Gurkaynak Pinar, Gocen Nejla Yılmaz, Yanık Ahmet Mert
Department of Infectious Diseases and Clinical Microbiology, Karabuk University Training and Research Hospital, Karabuk, Turkey.
Department of Infectious Diseases and Clinical Microbiology, Bornova Turkan Ozilhan State Hospital, Izmir, Turkey.
Iran J Parasitol. 2024 Oct-Dec;19(4):489-495. doi: 10.18502/ijpa.v19i4.17171.
Malaria has become widespread, especially in sub-Saharan Africa, owing to disruptions experienced during the Covid-19 pandemic. Both cerebral malaria and acute kidney injury are important indicators of severe malaria. Depending on the degree of acute renal failure, hemodialysis/hemofiltration treatment is required. Our patient was a 22-year-old male from the Republic of Chad. The patient with confusion came to our country 15 days prior and was admitted to the internal medicine intensive care unit. Initially, Thrombocytopenic Thrombocytic Purpura (TTP) was considered because of clinical and laboratory similarities. As the patient had a history of coming from an endemic area, anemia, thrombocytopenia, and splenomegaly, malaria was considered.

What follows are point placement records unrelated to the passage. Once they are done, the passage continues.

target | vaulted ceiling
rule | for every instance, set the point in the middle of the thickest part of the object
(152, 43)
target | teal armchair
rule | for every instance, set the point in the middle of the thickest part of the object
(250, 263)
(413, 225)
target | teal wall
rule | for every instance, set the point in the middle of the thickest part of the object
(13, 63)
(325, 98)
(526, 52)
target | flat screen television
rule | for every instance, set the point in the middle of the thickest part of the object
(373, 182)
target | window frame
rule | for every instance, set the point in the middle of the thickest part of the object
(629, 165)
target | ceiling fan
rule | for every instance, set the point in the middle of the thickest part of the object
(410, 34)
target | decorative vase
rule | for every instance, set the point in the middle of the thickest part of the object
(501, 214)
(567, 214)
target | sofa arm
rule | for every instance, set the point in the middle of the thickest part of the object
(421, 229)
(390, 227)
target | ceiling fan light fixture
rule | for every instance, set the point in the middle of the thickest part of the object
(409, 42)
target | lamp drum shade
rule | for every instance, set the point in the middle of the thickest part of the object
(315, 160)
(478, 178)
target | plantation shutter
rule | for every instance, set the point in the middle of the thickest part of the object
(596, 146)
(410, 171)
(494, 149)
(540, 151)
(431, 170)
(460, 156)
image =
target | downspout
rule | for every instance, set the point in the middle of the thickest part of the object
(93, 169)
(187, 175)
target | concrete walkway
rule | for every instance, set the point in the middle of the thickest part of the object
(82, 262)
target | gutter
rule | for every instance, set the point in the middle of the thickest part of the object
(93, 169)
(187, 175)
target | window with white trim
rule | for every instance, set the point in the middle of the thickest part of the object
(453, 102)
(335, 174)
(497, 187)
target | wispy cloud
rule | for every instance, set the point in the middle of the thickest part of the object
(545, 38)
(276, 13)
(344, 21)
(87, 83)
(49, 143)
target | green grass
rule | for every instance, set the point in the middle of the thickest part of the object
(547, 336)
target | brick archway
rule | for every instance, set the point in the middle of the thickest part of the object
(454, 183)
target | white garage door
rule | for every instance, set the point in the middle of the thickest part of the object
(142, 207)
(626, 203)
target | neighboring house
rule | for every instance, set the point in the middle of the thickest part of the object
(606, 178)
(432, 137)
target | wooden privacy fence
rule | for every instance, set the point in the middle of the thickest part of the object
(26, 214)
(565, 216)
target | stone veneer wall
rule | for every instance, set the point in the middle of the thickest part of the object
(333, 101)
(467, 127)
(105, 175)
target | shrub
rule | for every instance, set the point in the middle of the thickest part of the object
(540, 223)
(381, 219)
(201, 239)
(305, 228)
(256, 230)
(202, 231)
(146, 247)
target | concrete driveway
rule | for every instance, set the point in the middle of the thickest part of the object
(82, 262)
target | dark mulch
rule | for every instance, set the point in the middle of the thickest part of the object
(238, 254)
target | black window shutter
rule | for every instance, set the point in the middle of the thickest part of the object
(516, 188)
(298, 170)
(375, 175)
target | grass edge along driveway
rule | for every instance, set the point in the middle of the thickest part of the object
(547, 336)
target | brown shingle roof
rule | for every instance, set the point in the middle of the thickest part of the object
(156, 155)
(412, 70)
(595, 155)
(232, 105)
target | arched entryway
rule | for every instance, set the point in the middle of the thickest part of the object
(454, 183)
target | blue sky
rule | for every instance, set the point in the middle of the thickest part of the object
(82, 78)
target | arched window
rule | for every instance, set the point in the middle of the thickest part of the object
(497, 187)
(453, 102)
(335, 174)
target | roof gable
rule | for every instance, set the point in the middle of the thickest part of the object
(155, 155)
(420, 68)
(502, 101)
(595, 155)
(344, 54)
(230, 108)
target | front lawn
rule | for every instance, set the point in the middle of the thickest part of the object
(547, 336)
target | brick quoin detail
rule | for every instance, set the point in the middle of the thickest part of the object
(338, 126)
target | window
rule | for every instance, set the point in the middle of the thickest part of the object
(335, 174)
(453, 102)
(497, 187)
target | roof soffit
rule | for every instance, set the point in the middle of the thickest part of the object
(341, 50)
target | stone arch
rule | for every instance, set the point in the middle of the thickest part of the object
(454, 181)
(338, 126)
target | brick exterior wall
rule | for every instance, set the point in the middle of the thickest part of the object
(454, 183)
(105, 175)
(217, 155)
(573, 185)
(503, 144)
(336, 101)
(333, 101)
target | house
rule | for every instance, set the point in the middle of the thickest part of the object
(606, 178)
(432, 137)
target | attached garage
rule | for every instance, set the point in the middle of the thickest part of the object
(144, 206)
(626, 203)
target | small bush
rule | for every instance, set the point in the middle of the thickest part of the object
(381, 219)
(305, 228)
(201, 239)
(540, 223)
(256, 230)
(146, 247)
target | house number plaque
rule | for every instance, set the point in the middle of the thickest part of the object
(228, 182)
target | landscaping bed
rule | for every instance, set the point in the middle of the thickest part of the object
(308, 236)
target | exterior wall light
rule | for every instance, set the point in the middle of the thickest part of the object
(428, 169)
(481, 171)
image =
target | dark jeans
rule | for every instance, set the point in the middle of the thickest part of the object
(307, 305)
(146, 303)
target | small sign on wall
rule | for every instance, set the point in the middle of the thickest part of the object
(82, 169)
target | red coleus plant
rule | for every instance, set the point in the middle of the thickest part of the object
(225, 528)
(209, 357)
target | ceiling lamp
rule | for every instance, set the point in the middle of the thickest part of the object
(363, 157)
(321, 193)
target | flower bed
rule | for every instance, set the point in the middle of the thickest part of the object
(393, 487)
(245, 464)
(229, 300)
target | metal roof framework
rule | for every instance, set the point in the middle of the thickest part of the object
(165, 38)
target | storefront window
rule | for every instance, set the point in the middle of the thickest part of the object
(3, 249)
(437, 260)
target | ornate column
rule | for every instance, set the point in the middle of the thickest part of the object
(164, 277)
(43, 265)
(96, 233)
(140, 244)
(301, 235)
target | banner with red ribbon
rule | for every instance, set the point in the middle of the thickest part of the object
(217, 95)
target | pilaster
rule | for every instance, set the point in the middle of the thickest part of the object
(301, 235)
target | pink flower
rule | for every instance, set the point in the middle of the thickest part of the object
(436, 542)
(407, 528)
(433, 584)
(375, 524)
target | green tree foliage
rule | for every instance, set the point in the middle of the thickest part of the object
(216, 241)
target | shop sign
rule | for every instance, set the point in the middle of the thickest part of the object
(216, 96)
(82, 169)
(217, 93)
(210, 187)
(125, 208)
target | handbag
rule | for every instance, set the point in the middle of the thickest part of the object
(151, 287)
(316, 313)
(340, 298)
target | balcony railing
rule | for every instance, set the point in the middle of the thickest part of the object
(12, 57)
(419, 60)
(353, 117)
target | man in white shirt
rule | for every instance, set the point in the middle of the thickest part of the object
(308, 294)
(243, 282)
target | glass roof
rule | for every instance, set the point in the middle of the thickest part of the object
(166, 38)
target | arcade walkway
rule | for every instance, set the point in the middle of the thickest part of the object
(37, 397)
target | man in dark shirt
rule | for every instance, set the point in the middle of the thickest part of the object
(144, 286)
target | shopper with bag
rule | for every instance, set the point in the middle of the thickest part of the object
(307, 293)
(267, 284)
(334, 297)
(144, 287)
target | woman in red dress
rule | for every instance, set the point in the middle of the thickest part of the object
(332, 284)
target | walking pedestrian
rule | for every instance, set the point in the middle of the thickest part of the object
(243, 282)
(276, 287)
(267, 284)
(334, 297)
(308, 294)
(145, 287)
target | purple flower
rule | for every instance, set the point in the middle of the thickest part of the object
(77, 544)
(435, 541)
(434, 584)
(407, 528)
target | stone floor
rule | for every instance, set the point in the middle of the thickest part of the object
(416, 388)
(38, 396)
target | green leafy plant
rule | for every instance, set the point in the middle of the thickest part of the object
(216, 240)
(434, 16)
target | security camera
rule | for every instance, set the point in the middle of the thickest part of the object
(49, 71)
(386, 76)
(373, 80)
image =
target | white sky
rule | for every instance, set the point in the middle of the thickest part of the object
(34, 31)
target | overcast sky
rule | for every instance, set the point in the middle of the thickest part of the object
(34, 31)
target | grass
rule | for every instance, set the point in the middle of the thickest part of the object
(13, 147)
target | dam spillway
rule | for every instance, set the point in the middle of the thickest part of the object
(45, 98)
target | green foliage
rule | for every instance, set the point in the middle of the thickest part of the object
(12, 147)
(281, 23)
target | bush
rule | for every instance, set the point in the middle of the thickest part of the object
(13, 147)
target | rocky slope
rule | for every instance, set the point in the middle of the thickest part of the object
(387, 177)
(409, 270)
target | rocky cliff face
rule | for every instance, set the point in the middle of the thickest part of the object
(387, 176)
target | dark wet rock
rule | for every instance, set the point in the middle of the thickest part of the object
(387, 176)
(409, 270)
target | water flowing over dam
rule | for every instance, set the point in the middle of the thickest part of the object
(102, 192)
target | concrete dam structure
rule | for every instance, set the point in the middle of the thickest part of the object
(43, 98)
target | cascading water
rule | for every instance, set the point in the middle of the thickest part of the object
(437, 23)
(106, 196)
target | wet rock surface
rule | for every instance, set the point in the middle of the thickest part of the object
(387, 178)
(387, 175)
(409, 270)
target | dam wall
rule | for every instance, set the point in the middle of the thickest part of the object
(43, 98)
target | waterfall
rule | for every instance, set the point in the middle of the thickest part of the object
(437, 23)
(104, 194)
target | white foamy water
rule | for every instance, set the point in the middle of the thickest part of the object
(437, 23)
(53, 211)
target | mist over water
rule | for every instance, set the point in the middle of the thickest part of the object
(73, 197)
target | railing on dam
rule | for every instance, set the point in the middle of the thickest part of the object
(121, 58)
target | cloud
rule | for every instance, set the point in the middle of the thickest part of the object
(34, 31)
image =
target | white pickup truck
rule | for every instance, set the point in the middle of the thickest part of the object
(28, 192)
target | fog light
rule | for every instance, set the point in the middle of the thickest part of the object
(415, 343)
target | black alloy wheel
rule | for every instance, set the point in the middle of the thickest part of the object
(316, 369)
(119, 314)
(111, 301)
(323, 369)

The patient was diagnosed with malaria due to the presence of multiple ring-shaped trophozoites and banana gametocytes. The patient with cerebral malaria, hyperparasitemia (parasite load 15%), hyperbilirubinemia and acute kidney injury was considered to have severe malaria. Intravenous artesunate was planned, but since it could not be obtained immediately, oral artemether+lumefantrine was started, and the patient became conscious at the 24th hour of treatment. During the follow-up, the patient's creatinine levels increased to 6.9, and the patient was subjected to hemodialysis several times. After effective hemodialysis and antimalarial treatment, the patient was discharged without sequelae on the 20th day of hospitalization. This case report is thought to be important in that it emphasizes that the diagnosis of malaria may be delayed due to its confusion with microangiopathic hemolytic anemias, and that it emphasizes the importance of correct management of complications.
由于新冠疫情期间出现的干扰因素,疟疾已广泛传播,尤其是在撒哈拉以南非洲地区。脑型疟疾和急性肾损伤都是重症疟疾的重要指标。根据急性肾衰竭的程度,需要进行血液透析/血液滤过治疗。我们的患者是一名来自乍得共和国的22岁男性。该患者神志不清,于15天前来到我国,被收治于内科重症监护病房。最初,由于临床和实验室检查结果相似,考虑为血栓性血小板减少性紫癜(TTP)。由于患者有来自疟疾流行地区的病史、贫血、血小板减少和脾肿大,故考虑为疟疾。因发现多个环状滋养体和香蕉形配子体,该患者被诊断为疟疾。该患者患有脑型疟疾、高疟原虫血症(疟原虫载量15%)、高胆红素血症和急性肾损伤,被认为患有重症疟疾。原计划使用静脉注射青蒿琥酯,但因无法立即获得,遂开始口服蒿甲醚+本芴醇,患者在治疗第24小时时意识恢复。在随访过程中,患者的肌酐水平升至6.9,多次接受血液透析治疗。经过有效的血液透析和抗疟治疗,患者在住院第20天出院,无后遗症。本病例报告被认为很重要,因为它强调了疟疾的诊断可能因与微血管病性溶血性贫血混淆而延迟,并且强调了正确处理并发症的重要性。